Unfortunately, any new interest will likely be hurt by the best young American players leaving MLS to play overseas.
One of the newest American stars is 21-year-old defender DeAndre Yedlin, who currently plays for his hometown team, the Seattle Sounders of MLS. Several teams in Europe have reportedly expressed interest in acquiring Yedlin, including one of the biggest clubs in Italy, AS Roma, with one report claiming a deal is already in place.
Another American defender, 27-year-old Matt Besler, confirmed in a radio interview that his current club, Sporting Kansas City, has received offers from at least two clubs in England.
Meanwhile, Eric Gomez of Fox Deportes is reporting that Club America in Mexico will attempt to acquire Omar Gonzalez, a former MLS defender of the year, from the L.A. Galaxy.
These three players are key because they are three of the four youngest players on the U.S. national team who play in MLS and represent the future of American soccer. The only other MLS players on the national team under the age of 31 were Graham Zusi (27) and Michael Bradley (26).

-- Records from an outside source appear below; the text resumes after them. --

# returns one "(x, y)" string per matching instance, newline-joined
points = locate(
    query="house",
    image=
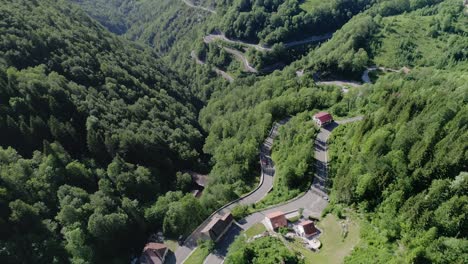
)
(275, 220)
(217, 227)
(307, 229)
(323, 118)
(154, 253)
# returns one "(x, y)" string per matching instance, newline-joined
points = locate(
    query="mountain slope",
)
(92, 130)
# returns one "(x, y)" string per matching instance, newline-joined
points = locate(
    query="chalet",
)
(217, 227)
(154, 253)
(275, 220)
(307, 229)
(323, 118)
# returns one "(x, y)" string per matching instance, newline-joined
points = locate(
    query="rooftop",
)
(275, 214)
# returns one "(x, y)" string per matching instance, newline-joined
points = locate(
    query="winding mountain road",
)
(265, 185)
(241, 56)
(218, 71)
(312, 201)
(190, 4)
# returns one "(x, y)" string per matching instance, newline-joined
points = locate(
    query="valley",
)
(233, 131)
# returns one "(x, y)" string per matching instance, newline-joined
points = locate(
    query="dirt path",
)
(190, 4)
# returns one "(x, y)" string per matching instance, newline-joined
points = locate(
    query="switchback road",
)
(312, 201)
(190, 4)
(266, 183)
(220, 72)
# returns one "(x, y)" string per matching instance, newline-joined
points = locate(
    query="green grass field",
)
(198, 256)
(171, 244)
(309, 5)
(414, 29)
(334, 248)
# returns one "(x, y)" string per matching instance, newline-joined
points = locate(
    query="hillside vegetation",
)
(92, 130)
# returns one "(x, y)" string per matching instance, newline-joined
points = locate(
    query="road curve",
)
(190, 4)
(266, 183)
(220, 72)
(312, 201)
(242, 58)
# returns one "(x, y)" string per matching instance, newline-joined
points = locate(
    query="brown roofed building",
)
(153, 253)
(323, 118)
(307, 228)
(275, 220)
(217, 227)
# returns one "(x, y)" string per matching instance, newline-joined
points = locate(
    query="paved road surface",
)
(308, 40)
(312, 201)
(242, 58)
(268, 171)
(212, 37)
(189, 3)
(220, 72)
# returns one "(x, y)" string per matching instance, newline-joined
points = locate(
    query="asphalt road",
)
(312, 201)
(220, 72)
(268, 171)
(187, 2)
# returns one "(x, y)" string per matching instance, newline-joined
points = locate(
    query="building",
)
(154, 253)
(307, 229)
(217, 227)
(275, 220)
(323, 118)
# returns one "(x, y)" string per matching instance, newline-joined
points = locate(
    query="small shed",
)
(307, 229)
(217, 227)
(275, 220)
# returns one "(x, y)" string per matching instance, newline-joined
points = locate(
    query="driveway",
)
(312, 201)
(266, 184)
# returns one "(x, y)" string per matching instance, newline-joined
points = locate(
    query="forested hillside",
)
(405, 166)
(97, 131)
(93, 129)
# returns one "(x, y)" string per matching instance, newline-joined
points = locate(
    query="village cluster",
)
(291, 225)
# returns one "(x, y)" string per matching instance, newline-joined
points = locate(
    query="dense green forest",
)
(98, 130)
(93, 129)
(405, 166)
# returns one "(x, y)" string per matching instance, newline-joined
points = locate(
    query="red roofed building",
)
(217, 227)
(323, 118)
(276, 220)
(153, 253)
(307, 228)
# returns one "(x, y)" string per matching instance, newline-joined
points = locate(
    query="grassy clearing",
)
(334, 248)
(198, 256)
(293, 154)
(256, 229)
(414, 29)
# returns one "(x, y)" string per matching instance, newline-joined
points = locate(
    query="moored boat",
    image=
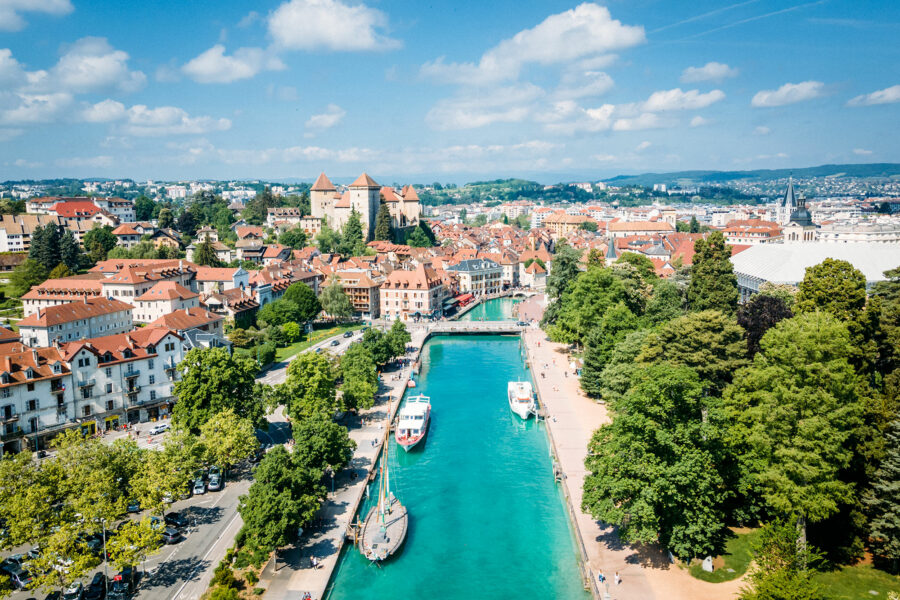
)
(412, 423)
(521, 398)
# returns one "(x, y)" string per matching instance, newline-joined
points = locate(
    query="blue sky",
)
(443, 90)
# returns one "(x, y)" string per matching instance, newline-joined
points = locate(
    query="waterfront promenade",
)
(295, 574)
(572, 418)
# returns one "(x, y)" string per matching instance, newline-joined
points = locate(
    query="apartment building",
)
(34, 399)
(412, 295)
(479, 276)
(84, 318)
(123, 377)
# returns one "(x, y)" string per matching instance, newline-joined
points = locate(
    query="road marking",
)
(205, 556)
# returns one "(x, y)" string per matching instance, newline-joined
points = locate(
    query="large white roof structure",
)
(787, 263)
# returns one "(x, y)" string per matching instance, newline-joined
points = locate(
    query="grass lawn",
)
(857, 582)
(736, 558)
(314, 338)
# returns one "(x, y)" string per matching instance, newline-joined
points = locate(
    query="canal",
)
(487, 519)
(498, 309)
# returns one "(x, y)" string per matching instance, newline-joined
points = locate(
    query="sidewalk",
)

This is not necessarily a bad thing for the popularity of soccer in this country. We are already seeing a surge in interest in England’s Premier League in the United States and moves like these will only enhance that.
But if Major League Soccer wants to benefit from the popularity of the World Cup and the U.S. national team, they need to have the American stars and the recognisable names playing on this side of the Atlantic. But at the same time, if the players are going to develop and grow, they need to be playing in the top leagues against the best players.
So it is best for the future of American soccer to allow these players to develop overseas. However, MLS suffers in the meantime with matches that will lose the drawing power of known commodities and any hope of MLS benefiting from the popularity of the World Cup, beyond the already strong local fan bases, won’t materialise.